Leia a íntegra da carta:

Prezado

Dr. Noam Chomsky

e demais signatários

“O legado é pesado e o tempo foi curto”

Em relação ao manifesto divulgado pelo jornal Socialist Resistance, segundo o qual o PT estaria sinalizando para a esquerda mundial que “perdeu a sua orgulhosa tradição de democracia, de pluralismo e tolerância”, gostaria de esclarecer o que segue.

Os senhores sabem que para ser tolerante é preciso saber o que é intolerável. E no PT, hoje como sempre, o debate é livre e as posições partidárias são construídas a partir do choque de idéias. Engana-se no entanto quem pensa que o PT é uma academia ou um grêmio recreativo. Pelo contrário, é um partido que muito se orgulha de sua democracia interna e também de sua unidade de ação.

Para tanto, ao longo da história, o PT sempre assegurou o mais amplo debate interno, seguido da compreensão de que a posição aprovada pela maioria seria obrigatoriamente a posição do partido. Foi assim em nossos primórdios, quando em 1985 a base do partido decidiu que seus deputados não iriam comparecer ao colégio eleitoral que elegeria Tancredo Neves, por via indireta, presidente da República. O PT tinha, na época, apenas oito deputados, três desobedeceram a decisão do partido. Os três foram expulsos.

Em 1993, Luiza Erundina, ilustre ex-prefeita da cidade de São Paulo, a maior autoridade pública até então eleita pelo PT, aceitou entrar no governo do presidente Itamar Franco, como ministra da administração, contra a posição expressa do Diretório Nacional. Foi punida com uma suspensão do partido enquanto continuasse no posto. O PT não confunde, portanto, democracia interna com falta de coluna vertebral. Se hoje somos a principal força política do Brasil é porque tivemos o mérito de combinar democracia interna com a defesa da democracia como valor universal e com a compreensão de que não existe partido sem unidade de ação. Liberdade de opinião sempre, não estado fugaz de avacalhação.

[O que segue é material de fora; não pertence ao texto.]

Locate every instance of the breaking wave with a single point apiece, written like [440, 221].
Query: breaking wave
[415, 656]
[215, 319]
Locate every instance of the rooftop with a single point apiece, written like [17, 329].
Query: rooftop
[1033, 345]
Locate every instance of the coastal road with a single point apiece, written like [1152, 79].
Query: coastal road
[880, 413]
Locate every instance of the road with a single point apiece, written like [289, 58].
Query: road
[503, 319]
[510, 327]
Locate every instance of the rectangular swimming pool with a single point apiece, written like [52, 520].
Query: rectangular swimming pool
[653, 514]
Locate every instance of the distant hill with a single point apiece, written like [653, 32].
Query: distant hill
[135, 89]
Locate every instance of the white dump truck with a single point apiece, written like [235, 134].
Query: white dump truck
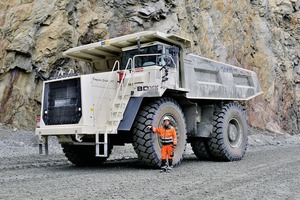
[139, 79]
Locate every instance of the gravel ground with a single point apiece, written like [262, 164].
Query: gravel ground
[269, 170]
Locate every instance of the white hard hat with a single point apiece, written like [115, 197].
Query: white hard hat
[166, 118]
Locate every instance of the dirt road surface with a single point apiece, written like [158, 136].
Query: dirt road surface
[269, 170]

Para nós, a liberdade não é como o mar aparentemente sem limites. A liberdade em partidos democráticos como o nosso é a partilha e a aceitação coletivas dos limites. O PT não é um país, ele é parte do sistema político de um país que é pluripartidário. Provavelmente, nossos dissidentes, tradicionalmente partidários de punições exemplares dentro partido, sonham com a barbárie de um partido único. O PT prefere a pluralidade.

Consideramos que é malicioso e calunioso tentar confundir o funcionamento de um partido transparente e democrático com o ambiente político vigente sob a ditadura. É natural que fique no PT quem concorde com nossas políticas. Como é natural que, num país dirigido pelo PT, todos tenham o direito de fundar os seus próprios partidos. Mas não é leal ficar dentro do PT para combatê-lo sistematicamente, se auto-intitulando guardiões da virtude petista. Nesse sentido, os expulsos de 1985 foram corretos. Em lugar de usarem as punições para se apresentar como vítimas, filiaram-se a outros partidos.

Os quatro parlamentares atualmente passíveis de expulsão estão claramente tentando se passar por vítimas, quando em verdade são agressores da unidade interna, embora tenham todo o direito de expressar suas opiniões, dentro e fora do PT, como vêm fazendo. Preferem oferecer uma oposição tão míope quanto desleal à política do governo do PT. Talvez porque não tenham propostas a fazer nas circunstâncias atuais da política brasileira, investem cegamente apenas no desgaste do partido perante a opinião pública. Felizmente sem sucesso. Eles vivem a vertigem da liberdade sem responsabilidade, amaldiçoando as dificuldades e quem as enfrenta.

É importante ressaltar que a emenda constitucional da previdência, já aprovada na Câmara, e em fase adiantada de tramitação no Senado, nada tem a ver com pressões do FMI. É um imperativo de justiça social e deriva de projeto adotado pelo PT há mais de 10 anos, que visa criar uma previdência básica universal e abre a possibilidade de previdência complementar para todos.

É impossível fazer qualquer comparação entre a previdência brasileira e os sistemas europeus. O sistema brasileiro é um monstrengo e é difícil imaginar que alguém possa se apresentar como de esquerda no Brasil e ser tão preservacionista nessa questão.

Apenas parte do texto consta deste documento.